MLB

GIRARDI GETS TOUGH … WAY TOO LATE

NOW that it’s time to say goodbye, Joe Girardi has decided to say hello. Nice of the manager of the Yankees to check in before they shut down the Stadium.

What took Girardi so long to respond to the casual and often careless approach his team displayed intermittently throughout his first year on the job?

What was Girardi, renowned as a take-no-prisoners commandant upon being selected to replace Joe Torre, waiting for, the 149th and 150th games of the season?

Apparently.

Make no mistake. Benching Robinson Cano until the bottom of the eighth of last night’s 4-2 victory over the White Sox, after pulling him from Sunday’s game against the Rays for his failure to hustle in the field, is as much about Girardi as it is about the smooth second baseman.

It’s as much about the Wait ‘Til Tomorrow attitude that’s marked the season as it is about sending a message to Cano about the responsibilities of being a winning major-league baseball player.

What, exactly, is Girardi’s stamp on the 2008 Yankees? What is it that recommends Girardi as the man to lead the Yankees back to the playoffs, let alone across the street?

Girardi may fancy himself a drill sergeant, but he sure did not inspire the Yankees this season. He sure wasn’t as tough as he looks, and he sure wasn’t as tough as he talked during spring training.

Sunday wasn’t the first time with Cano, but it was the first time Girardi took tangible action to ensure that it doesn’t happen again. More than that, though, Sunday was hardly the first time the Yankees looked like a fundamentally deficient team.

“Robbie has been kind of a microcosm of the whole team,” GM Brian Cashman said. “He hasn’t been the only one.”

If the injuries sustained by Jorge Posada, Chien-Ming Wang, Joba Chamberlain and Hideki Matsui are no excuse, there also is no excuse for the sloppy manner with which the Yankees went about their business at the plate and in the field for much of 2008.

By the way. Remember all the stories last year about how Alex Rodriguez was the mentor for Cano and Melky Cabrera?
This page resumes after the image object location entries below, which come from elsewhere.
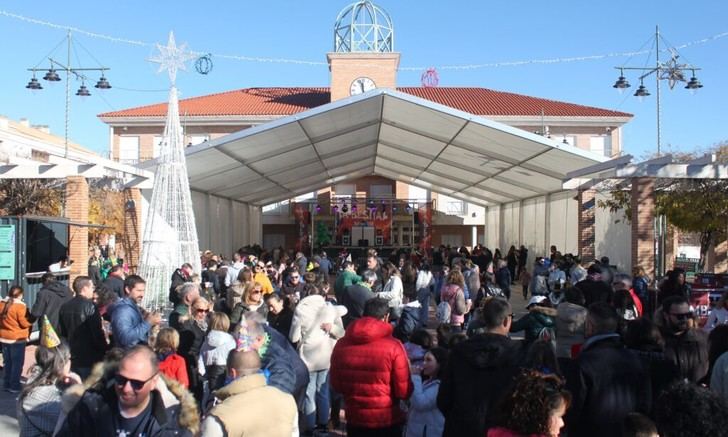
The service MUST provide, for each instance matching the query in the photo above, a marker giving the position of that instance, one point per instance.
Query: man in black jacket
(355, 296)
(593, 288)
(609, 381)
(179, 277)
(480, 370)
(686, 347)
(49, 300)
(80, 325)
(115, 281)
(129, 404)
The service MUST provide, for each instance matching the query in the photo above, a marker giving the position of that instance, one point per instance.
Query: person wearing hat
(316, 327)
(593, 288)
(540, 322)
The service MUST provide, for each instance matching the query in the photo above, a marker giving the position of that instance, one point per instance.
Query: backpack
(547, 335)
(443, 311)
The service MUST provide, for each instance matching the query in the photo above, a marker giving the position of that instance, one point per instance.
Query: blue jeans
(316, 406)
(14, 357)
(423, 296)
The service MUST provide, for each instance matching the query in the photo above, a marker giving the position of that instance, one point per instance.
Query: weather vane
(172, 58)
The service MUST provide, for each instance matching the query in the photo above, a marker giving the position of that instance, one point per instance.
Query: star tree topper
(172, 58)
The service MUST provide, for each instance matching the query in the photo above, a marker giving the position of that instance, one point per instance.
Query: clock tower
(363, 58)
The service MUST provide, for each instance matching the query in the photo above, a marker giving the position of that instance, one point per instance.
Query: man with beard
(129, 326)
(686, 347)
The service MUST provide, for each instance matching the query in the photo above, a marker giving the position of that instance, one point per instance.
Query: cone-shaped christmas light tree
(170, 234)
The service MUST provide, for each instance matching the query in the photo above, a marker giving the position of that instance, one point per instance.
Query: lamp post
(670, 70)
(52, 76)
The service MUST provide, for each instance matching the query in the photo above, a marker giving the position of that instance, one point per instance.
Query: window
(380, 191)
(157, 146)
(345, 190)
(129, 149)
(601, 144)
(193, 140)
(456, 207)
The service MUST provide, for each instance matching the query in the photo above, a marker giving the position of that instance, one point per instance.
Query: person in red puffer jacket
(370, 369)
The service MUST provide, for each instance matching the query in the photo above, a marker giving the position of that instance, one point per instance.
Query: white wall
(612, 239)
(225, 225)
(540, 222)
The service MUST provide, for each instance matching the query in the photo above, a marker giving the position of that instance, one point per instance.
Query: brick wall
(587, 222)
(131, 240)
(643, 232)
(77, 202)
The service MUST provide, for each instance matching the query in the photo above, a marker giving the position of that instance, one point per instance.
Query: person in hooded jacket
(49, 300)
(214, 351)
(111, 401)
(570, 318)
(370, 369)
(316, 327)
(424, 419)
(480, 370)
(540, 322)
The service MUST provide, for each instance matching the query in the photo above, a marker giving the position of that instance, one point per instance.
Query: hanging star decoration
(172, 58)
(672, 71)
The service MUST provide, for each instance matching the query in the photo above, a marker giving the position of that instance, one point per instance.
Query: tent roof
(387, 133)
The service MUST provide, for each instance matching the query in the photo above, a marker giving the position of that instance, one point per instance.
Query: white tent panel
(411, 141)
(365, 135)
(328, 124)
(279, 140)
(421, 119)
(388, 133)
(360, 154)
(396, 155)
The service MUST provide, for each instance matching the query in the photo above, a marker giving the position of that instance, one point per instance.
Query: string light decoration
(258, 59)
(203, 64)
(170, 233)
(430, 78)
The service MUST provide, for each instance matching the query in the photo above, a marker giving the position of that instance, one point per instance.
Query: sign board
(7, 252)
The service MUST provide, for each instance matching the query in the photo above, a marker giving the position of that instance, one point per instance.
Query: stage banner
(425, 219)
(303, 227)
(378, 218)
(383, 225)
Not so much this year.

There is no excuse for Girardi’s failure to respond forcefully in the face of such sloth, even if the manager insists he does not regret responding earlier.

“There comes a point where you feel it’s time to do something,” he said. “I felt this was the time to do it.”

Because Christmas probably would be too late.

The season’s signature moment came in Anaheim on Aug. 10, when Chone Figgins’ ninth-inning, dozen-hopper got through the right side of the infield to beat the Yankees when Wilson Betemit, the “defensive replacement” at first base, went to the bag instead of to his right to play the ball and Cano simply watched it slip through.

Betemit made the more easily recognized blunder, but Cano’s failure to even try was the cardinal sin.

Again, though, it hasn’t only been Cano. If Anaheim was the beginning of the end, another questionable play involving the second baseman is the perfect illustration of the malaise Girardi was powerless to correct.

This came in the seventh inning of the Aug. 30 game against Toronto. Adam Lind was on first with none out when Cano attempted a side-saddle relay to Derek Jeter to try to start a double play on a grounder hit by Lyle Overbay. The flip eluded Jeter. Lind advanced to third. The horses were out of the barn. Leading 6-2, the Yankees lost 7-6.

While Cano’s lateral dominated the postgame discussions, it was more noteworthy that no one covered third base when A-Rod fielded the loose ball as it rolled toward left field. Had pitcher Darrell Rasner been in position, Lind would have been out easily trying to advance.

That was the season’s 135th game. Still, somehow a base was left uncovered. But then, bases were left uncovered all season.

That’s the stamp Girardi left on the 2008 Yankees.